There is a small fixed overhead regardless of the sample rate and number of channels, caused by disk files format.

The total amount of data stored by HSDL is limited by available disk space, which is typically in order of several terabytes. If image frames from camera(s) are also stored, the disk space available for analog and digital data can be significantly reduced. For more details please see the Camera Feature section.
After the HSDL disk is nearly full (95 %), the oldest continuous data is overwritten by the newest data, so the HSDL works like a FIFO memory, where the “first out” data is discarded. Thus the HSDL remembers the last N days of data at any point in time, except for frozen event-related pre- and post-trigger data, which are never discarded, unless an authorized user does so in HSDL maintenance software application. The amount of data stored on HSDL disk(s) can be determined as:

Total_disk_space_in_bytes = Data_stream_in_bytes_per_second * 86 400 * number_of_days

Practical required size of HSDL disk space is larger than suggested by the above formula due to additional space necessary for the operating system, program files, configuration files, log files, etc.

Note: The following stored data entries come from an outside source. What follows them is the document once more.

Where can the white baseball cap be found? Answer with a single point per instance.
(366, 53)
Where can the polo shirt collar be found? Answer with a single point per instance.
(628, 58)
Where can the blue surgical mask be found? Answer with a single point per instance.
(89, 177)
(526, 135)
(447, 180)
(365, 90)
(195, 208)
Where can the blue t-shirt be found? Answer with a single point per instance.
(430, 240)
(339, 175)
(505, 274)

In our standard HSDL systems, the disks are organized into RAID1 (mirroring) configuration, which requires at least 2 physical hard drives, each of the same capacity.

Storage Case Study

For HSDL with 200 input channels and 1 kHz sampling rate the data stream, the data stream to disk would be:

2 Bytes per sample * 1000 Hz* 200 channels = 400 000 Bytes per second

The amount of data stored on HSDL disk(s) when the HSDL remembers the last 30 days of data is:

400 000 Bytes per second * 86 400 seconds per day * 30 days = 1 036 800 000 000 Bytes = 1 TB

Taking into account the operating system, HSDL software overhead and RAID1 disk configuration, the HSDL server would need a total of 2,5 TB of disk space in 2 hard drives (min. 1,25 TB each).